Questa 'Maintenon biliosa', anche quando si trova
nei momenti più liberi della sua intimità domestica, è descritta da Mauriac con un
sarcasmo feroce che, attraverso particolari ripugnanti, la rende odiosa. Per esempio, “La treccia, enorme come un grosso serpente
viscido, con la testa legata da un nastro rosso, [che] le scende fino alle reni”.
Ad un
certo punto della storia, il personaggio che racconta (uno dei tre ragazzi, figliastro della
signore Brigida), dice: “Osservai curiosamente quella creatura imponente, quella grande statua
di bronzo la cui ombra aveva coperto la mia infanzia…”.
E l'altra figliastra della Farisea, che ama in modo del tutto candido un ragazzo, confida al fratello: “Ho paura di lei, Luigi: detesta talmente che qualcuno sia felice!”
E l'altra figliastra della Farisea, che ama in modo del tutto candido un ragazzo, confida al fratello: “Ho paura di lei, Luigi: detesta talmente che qualcuno sia felice!”
Stranamente,
nella descrizione morale del personaggio, l’autore trova, invece, frasi che sono meno
esasperate e spesso più leggere e umoristiche:
“Brigida scoteva la testa e
sospirava: essa vedeva le cose più dall’alto. Vedere le cose più dall’alto
possibile era la sua ragione d’essere e la sua gloria”.
Le sue devastanti
interferenze nella vita degli altri, sempre naturalmente a ‘fin di bene’, vengono
definite così:
“La tendenza di Brigida Pian era
di sospingere le anime verso le vette, come diceva lei”.
Smaniosa
di comandare e incapace di comprendere e di amare, si abbandona facilmente,
però, a “un’ebbrezza di umiltà”, e
non le dispiace sentirsi ”misconosciuta
e calunniata”, perché così può aggiungere “una maglia al fitto tessuto di perfezione e di merito con cui si
avvolgeva interamente e al quale non cessava mai di lavorare”.
Eppure, Mauriac
porta un personaggio così duro, arido e pieno di sé, attraverso una serie di avvenimenti
drammatici, a una sorta di purificazione
liberatrice. Ma la rappresentazione di
questa maturazione appare forzata e poco convincente; e non perché un tale cambiamento sia in assoluto irrealistico (anche se quei ‘denti gialli e equini’ e quella ‘viscida
treccia di serpente’ sembrano già una condanna in perpetuum), ma perché, così com’è descritto, esso appare improvviso e poco fondato, provocato
solo da fatti esteriori, a cui non corrisponde nessun problema di coscienza,
nessun dubbio morale o aspirazione spirituale già presenti, almeno in forma
latente, nell’animo della signora Brigida.

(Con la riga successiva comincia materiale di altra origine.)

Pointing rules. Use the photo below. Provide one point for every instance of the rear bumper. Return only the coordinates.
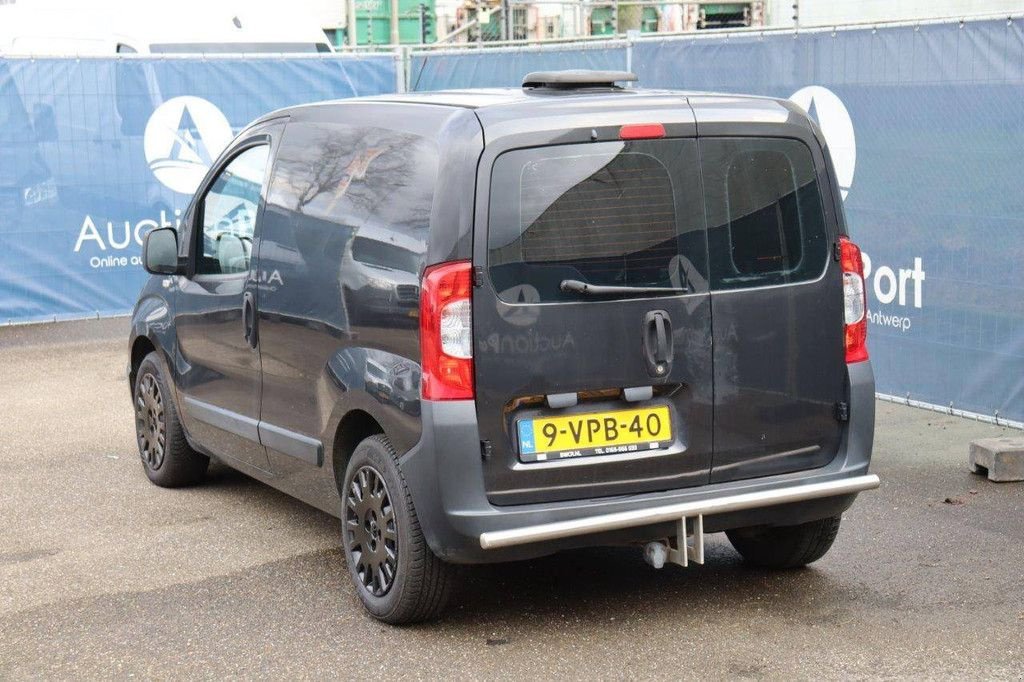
(651, 515)
(445, 477)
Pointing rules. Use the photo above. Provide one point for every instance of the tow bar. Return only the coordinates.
(689, 546)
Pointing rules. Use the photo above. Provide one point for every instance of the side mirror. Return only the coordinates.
(160, 252)
(43, 123)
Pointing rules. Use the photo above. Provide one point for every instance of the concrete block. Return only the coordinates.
(1000, 459)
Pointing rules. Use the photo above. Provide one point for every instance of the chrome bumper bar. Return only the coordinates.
(582, 526)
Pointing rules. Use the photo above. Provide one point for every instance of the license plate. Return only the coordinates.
(594, 433)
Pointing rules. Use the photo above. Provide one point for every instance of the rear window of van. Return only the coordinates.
(765, 220)
(634, 214)
(608, 213)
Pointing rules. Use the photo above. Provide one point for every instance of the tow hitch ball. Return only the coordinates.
(688, 546)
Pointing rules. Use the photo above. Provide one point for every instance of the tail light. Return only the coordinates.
(854, 301)
(446, 332)
(641, 131)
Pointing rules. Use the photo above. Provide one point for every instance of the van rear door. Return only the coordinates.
(591, 314)
(776, 302)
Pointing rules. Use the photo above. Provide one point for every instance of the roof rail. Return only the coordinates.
(577, 78)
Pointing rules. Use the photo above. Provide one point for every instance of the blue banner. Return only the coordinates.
(96, 152)
(926, 126)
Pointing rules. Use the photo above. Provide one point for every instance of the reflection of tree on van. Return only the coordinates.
(380, 278)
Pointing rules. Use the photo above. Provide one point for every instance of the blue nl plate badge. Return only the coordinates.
(526, 444)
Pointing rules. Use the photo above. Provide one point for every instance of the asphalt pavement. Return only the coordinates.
(104, 576)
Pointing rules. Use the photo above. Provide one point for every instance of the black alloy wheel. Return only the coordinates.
(150, 425)
(373, 534)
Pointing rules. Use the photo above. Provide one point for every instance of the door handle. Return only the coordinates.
(249, 317)
(657, 342)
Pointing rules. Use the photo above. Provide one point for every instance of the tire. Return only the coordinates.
(785, 546)
(171, 463)
(396, 577)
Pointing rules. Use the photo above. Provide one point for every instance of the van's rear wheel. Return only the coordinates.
(785, 546)
(167, 458)
(396, 576)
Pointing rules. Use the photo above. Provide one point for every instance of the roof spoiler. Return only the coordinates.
(577, 78)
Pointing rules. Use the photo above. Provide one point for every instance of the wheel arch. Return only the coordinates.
(140, 347)
(354, 427)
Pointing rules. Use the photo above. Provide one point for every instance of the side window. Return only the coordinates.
(228, 214)
(766, 224)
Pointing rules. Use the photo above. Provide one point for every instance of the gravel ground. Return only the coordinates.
(103, 574)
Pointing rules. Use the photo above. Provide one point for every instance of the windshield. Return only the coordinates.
(225, 48)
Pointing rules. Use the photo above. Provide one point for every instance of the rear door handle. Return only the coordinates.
(249, 317)
(657, 343)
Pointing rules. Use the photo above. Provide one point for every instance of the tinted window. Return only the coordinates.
(766, 224)
(610, 213)
(228, 214)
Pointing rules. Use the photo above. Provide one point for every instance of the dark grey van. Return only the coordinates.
(485, 326)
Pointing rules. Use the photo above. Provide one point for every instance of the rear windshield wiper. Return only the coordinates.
(578, 287)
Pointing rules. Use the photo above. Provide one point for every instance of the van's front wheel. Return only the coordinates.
(785, 546)
(168, 459)
(396, 576)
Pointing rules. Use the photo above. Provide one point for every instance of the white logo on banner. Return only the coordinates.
(830, 115)
(182, 138)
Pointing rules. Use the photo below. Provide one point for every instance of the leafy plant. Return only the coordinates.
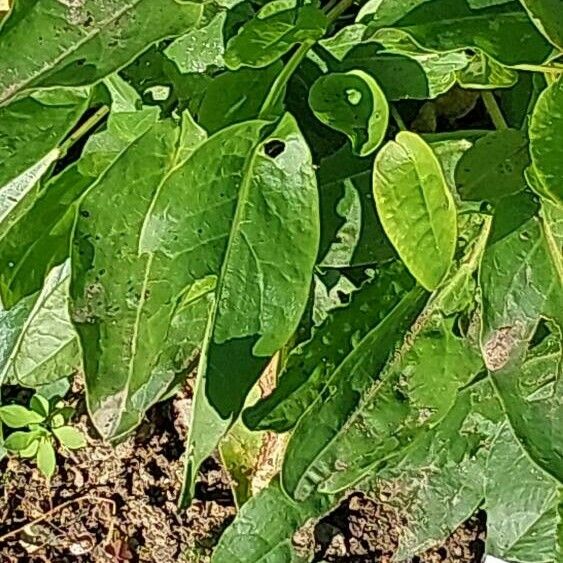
(367, 193)
(46, 422)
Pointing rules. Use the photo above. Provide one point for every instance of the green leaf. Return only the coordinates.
(310, 456)
(521, 281)
(265, 38)
(18, 416)
(547, 15)
(410, 190)
(32, 127)
(494, 167)
(547, 152)
(530, 534)
(437, 483)
(483, 72)
(234, 97)
(312, 363)
(46, 347)
(114, 309)
(274, 174)
(40, 405)
(447, 25)
(402, 70)
(21, 441)
(274, 519)
(353, 103)
(52, 43)
(70, 437)
(200, 49)
(46, 459)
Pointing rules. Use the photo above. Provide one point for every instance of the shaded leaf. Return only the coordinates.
(548, 17)
(312, 363)
(81, 43)
(494, 167)
(262, 246)
(446, 25)
(264, 528)
(46, 459)
(521, 281)
(18, 416)
(265, 38)
(547, 152)
(416, 207)
(70, 437)
(353, 103)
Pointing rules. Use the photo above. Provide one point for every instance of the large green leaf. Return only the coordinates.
(494, 167)
(548, 17)
(313, 454)
(200, 49)
(416, 207)
(546, 148)
(521, 280)
(35, 240)
(530, 533)
(268, 36)
(53, 43)
(406, 72)
(446, 25)
(261, 244)
(353, 103)
(374, 402)
(33, 126)
(115, 309)
(310, 365)
(265, 526)
(42, 345)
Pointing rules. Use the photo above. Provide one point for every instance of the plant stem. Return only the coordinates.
(397, 117)
(85, 128)
(281, 81)
(494, 111)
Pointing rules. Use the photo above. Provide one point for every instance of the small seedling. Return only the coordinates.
(43, 423)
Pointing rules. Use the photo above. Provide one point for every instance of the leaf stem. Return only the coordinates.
(85, 128)
(494, 111)
(281, 81)
(545, 69)
(397, 117)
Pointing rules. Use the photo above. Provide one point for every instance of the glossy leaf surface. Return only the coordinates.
(82, 42)
(353, 103)
(410, 191)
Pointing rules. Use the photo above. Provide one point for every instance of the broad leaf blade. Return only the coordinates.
(353, 103)
(264, 528)
(546, 147)
(521, 281)
(80, 43)
(262, 245)
(266, 38)
(416, 207)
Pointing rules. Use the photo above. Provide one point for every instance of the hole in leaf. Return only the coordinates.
(274, 148)
(540, 334)
(354, 96)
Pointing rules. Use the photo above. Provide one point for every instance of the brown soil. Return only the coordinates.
(361, 530)
(119, 504)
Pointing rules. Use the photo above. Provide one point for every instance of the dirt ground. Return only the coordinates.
(119, 504)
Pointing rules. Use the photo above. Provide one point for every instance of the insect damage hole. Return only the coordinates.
(274, 148)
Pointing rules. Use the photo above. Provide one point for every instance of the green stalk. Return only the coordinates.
(84, 129)
(281, 81)
(494, 111)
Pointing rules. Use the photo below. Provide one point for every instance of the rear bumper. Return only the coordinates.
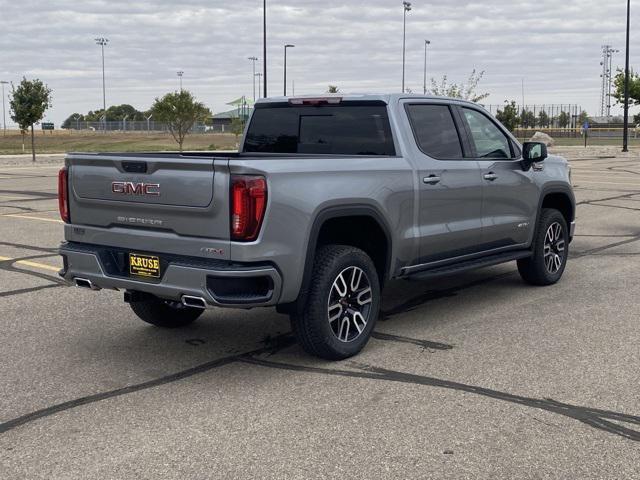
(220, 284)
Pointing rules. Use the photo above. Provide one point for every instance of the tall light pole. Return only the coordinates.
(259, 75)
(254, 60)
(102, 42)
(625, 134)
(180, 74)
(610, 81)
(4, 116)
(264, 47)
(407, 8)
(426, 44)
(288, 45)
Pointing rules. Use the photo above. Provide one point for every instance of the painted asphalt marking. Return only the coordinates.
(42, 219)
(29, 263)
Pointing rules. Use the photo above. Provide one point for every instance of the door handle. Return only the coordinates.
(431, 180)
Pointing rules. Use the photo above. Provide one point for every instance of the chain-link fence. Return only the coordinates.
(138, 126)
(545, 116)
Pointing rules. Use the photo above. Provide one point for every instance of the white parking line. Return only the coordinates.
(42, 219)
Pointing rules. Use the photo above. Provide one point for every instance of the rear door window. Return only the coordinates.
(347, 129)
(435, 131)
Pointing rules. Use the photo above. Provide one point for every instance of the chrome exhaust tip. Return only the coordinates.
(194, 302)
(85, 283)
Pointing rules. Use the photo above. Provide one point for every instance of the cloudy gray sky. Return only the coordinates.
(554, 45)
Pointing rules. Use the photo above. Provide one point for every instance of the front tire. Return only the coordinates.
(550, 250)
(342, 304)
(164, 313)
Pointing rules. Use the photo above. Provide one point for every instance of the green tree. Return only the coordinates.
(70, 121)
(508, 116)
(634, 88)
(583, 117)
(543, 119)
(180, 111)
(28, 103)
(237, 127)
(466, 91)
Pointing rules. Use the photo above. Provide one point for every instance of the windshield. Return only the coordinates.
(346, 129)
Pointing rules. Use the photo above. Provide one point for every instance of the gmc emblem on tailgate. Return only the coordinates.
(131, 188)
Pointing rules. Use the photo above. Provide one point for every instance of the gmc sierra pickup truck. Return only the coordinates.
(327, 200)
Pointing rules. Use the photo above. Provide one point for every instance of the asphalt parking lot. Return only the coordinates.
(477, 376)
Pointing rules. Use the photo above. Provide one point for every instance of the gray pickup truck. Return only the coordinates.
(327, 200)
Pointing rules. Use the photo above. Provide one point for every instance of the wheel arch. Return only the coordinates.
(323, 231)
(562, 199)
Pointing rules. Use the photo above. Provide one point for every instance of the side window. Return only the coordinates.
(435, 131)
(489, 140)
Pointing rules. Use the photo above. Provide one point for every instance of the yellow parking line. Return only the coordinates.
(577, 181)
(43, 219)
(33, 167)
(29, 263)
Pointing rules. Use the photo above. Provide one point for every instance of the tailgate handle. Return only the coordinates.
(134, 167)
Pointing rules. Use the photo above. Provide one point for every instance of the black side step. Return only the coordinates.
(464, 266)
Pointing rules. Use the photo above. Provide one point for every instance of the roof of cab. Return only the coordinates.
(386, 98)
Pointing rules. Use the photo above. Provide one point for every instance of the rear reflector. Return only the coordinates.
(316, 101)
(248, 205)
(63, 194)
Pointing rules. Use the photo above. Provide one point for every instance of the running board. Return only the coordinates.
(460, 267)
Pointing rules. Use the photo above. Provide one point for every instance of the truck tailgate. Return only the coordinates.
(181, 194)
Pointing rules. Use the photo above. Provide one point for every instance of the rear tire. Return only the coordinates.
(164, 313)
(341, 306)
(550, 250)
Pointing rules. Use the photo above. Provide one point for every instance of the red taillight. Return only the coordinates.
(315, 101)
(63, 195)
(248, 204)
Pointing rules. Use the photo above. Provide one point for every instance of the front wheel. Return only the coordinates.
(550, 250)
(342, 305)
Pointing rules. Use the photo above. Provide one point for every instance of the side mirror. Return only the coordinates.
(533, 152)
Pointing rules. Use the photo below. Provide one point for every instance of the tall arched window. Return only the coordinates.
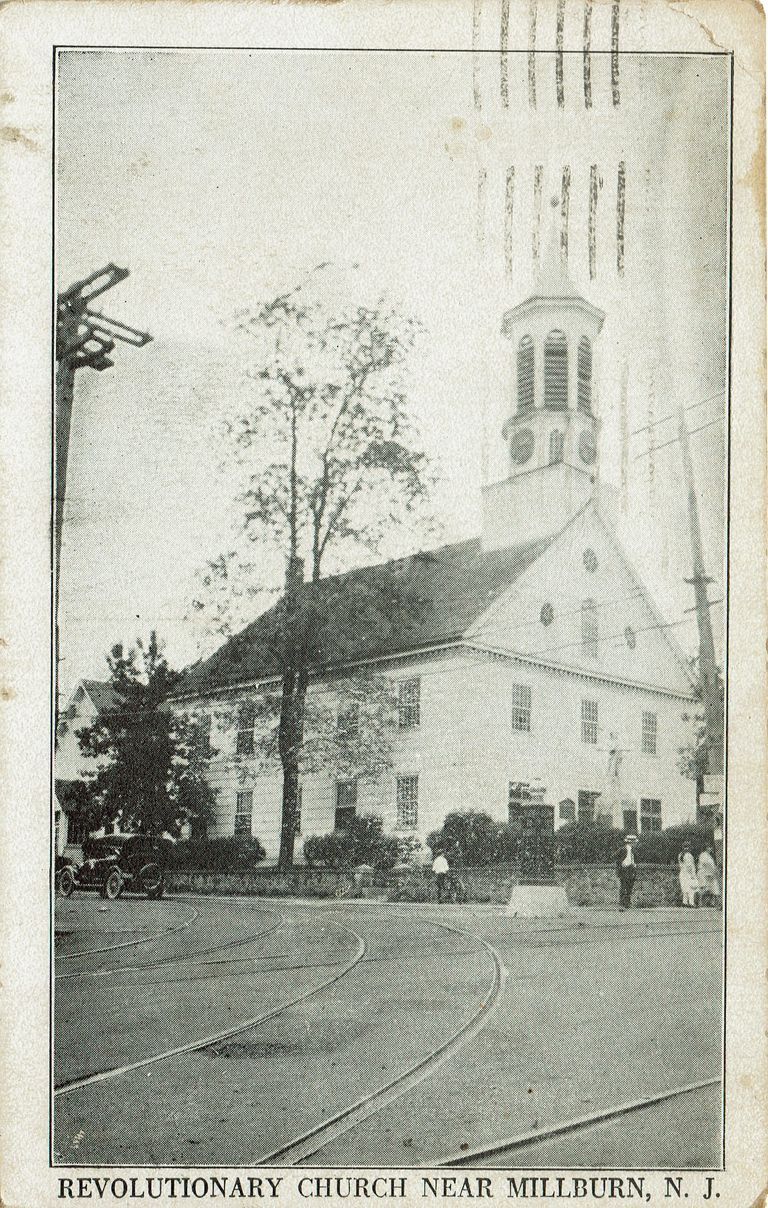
(585, 376)
(589, 627)
(524, 376)
(556, 371)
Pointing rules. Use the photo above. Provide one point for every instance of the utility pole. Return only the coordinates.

Per la conoscenza che abbiamo di persone del genere, la
Farisea ci sorprende, perché non è avida né interessata al denaro, anzi è inaspettatamente prodiga (anche se in modo meschino e ricattatorio); nel romanzo lei ha solo la colpa di perseguire un suo ideale
aberrante ed egocentrico di perfezione religiosa. Direi che Mauriac, che ha evidentemente in odio il personaggio fisico, lo ha poi, in un
certo senso, voluto idealizzare per rendere possibile il suo pentimento. Ma questa
catarsi non sembra spontanea né convincente sul piano artistico, bensì artificiosamente indotta dalla concezione
provvidenzialistica dell’autore.
Questa
pare a me la maggiore ma non la sola incrinatura del romanzo, che è comunque
ricco di osservazioni fresche, acute e bellissime. Come questa sulla sorella
del narratore:
“Non ho incontrato nessuno al
mondo che abbia avuto come Michelina, e sino dai quindici anni, un tale
appetito di felicità. Lo si capiva dal suo modo di mordere un frutto
avidamente, di sprofondare il naso in fondo a una rosa e dall’abbandono
incantato del suo sonno, che talvolta la sorprendeva sull’erba, al mio fianco”.